For Rashida Richardson, a lawyer and researcher who studies algorithmic bias at the AI ​​Now Institute in New York, these findings reinforce existing work that highlights problems with datasets used in predictive policing. “They lead to biased results that don’t improve public safety,” she said. “I think a lot of predictive policing providers like PredPol fundamentally don’t understand how structural and social conditions skew or distort many forms of crime data.”

So why did the algorithm hurt so badly? The problem with victim reports is that blacks are more likely to be reported for a crime than whites. Richer whites are more likely to report a poorer black person than the other way around. And black people are also more likely to speak out against other black people. As with arrest data, this leads to black neighborhoods being reported as crime hotspots more often than they should.

Other factors also distort the image. “Reporting victims is also linked to community trust or mistrust of the police,” says Richardson. “So if you are in a community with a historically corrupt or notoriously racist police service, it will affect how and whether people report crimes.” In this case, a predictive tool may underestimate the level of crime in an area, preventing it from getting the police services it needs.

No miracle solution

Worse still, there is still no obvious technical solution. Akpinar and Chouldechova tried to fit their Bogotá model to account for the biases they observed, but did not have enough data for the fits to make a big difference – despite there being more data in the district level for Bogotá than for any American city. “Ultimately, it’s unclear whether mitigating the bias in this case is easier than previous efforts that shut down the data-driven systems,” Akpinar says.

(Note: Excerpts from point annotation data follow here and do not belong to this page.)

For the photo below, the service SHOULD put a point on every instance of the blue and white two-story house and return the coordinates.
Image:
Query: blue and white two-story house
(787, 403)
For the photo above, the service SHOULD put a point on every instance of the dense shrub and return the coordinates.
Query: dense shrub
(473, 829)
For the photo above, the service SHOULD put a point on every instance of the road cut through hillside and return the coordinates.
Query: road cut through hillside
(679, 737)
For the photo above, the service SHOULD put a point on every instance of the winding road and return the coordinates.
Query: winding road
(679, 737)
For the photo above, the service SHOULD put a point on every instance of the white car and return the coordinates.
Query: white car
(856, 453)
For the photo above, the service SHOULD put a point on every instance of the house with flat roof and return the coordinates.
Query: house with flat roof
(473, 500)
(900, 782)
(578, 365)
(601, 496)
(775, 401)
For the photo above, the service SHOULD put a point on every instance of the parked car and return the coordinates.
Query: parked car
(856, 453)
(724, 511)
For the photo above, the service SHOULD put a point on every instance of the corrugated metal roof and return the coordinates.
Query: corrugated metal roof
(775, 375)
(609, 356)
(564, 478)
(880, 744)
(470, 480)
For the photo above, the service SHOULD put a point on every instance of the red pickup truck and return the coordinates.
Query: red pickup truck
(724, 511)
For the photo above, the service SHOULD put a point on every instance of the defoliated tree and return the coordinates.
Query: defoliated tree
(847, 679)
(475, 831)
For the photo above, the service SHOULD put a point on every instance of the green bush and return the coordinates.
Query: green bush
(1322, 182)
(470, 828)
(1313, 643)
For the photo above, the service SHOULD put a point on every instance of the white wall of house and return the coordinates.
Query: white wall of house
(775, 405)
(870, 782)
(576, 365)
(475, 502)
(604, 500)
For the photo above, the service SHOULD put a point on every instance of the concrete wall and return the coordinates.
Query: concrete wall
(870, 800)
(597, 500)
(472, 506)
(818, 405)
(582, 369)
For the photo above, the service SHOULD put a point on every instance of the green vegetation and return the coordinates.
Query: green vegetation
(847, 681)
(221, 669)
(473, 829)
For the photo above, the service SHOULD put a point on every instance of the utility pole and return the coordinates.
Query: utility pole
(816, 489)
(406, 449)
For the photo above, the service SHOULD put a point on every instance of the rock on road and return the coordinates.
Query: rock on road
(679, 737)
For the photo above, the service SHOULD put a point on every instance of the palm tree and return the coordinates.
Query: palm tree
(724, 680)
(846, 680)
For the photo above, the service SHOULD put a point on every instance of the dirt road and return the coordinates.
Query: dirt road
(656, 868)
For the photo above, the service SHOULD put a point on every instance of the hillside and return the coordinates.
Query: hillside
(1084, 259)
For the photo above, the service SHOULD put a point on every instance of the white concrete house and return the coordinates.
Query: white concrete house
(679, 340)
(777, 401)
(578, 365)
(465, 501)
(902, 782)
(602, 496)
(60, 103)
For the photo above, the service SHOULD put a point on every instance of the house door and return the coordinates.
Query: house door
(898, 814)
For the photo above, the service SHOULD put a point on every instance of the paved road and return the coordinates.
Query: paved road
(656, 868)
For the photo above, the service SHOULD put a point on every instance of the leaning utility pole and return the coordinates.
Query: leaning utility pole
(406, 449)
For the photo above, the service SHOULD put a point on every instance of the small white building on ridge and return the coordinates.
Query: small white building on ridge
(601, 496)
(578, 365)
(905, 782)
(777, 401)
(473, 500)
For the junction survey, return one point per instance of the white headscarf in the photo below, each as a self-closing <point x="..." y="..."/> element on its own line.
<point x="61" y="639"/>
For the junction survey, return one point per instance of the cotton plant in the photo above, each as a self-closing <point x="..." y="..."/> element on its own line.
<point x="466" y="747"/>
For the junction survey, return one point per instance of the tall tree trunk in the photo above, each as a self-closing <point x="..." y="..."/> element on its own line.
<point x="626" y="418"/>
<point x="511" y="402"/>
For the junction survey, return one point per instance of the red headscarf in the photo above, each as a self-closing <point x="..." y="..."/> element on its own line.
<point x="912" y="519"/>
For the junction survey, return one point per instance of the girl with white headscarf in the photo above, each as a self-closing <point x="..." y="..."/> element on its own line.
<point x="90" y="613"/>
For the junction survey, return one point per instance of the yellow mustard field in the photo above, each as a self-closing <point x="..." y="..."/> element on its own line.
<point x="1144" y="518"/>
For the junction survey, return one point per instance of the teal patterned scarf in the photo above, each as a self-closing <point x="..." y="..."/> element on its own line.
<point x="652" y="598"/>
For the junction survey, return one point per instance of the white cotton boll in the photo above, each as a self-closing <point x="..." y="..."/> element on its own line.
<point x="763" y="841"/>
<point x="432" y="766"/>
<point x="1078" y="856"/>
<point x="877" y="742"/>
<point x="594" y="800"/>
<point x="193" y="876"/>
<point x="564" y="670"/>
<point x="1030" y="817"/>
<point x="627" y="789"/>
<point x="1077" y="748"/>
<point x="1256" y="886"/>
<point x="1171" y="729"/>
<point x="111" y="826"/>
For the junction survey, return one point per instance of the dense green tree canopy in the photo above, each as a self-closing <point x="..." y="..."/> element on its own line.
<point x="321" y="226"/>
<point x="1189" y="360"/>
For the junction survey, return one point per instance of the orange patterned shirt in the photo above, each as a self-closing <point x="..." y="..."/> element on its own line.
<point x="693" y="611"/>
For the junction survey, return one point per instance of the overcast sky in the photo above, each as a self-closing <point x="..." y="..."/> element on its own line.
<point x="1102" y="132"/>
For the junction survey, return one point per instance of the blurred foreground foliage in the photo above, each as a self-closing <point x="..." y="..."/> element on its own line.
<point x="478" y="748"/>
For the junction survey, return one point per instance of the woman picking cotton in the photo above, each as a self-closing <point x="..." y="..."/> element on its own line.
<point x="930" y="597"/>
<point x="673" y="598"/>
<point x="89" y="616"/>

What can be done? Richardson believes that public pressure to dismantle racist tools and the policies that underpin them is the only answer. “It’s just a matter of political will,” she said. She notes that early users of predictive policing tools, like Santa Cruz, have announced that they will no longer use them and that there have been scathing official reports of LAPD and Chicago’s use of predictive policing. PD. “But the answers in each city were different,” she says.

Chicago has suspended the use of predictive policing but has reinvested in a database for police gangs, which Richardson says has many similar problems.

“It’s worrying that even when government investigations and reports uncover significant problems with these technologies, it’s not enough for politicians and police to say it shouldn’t be used,” she said.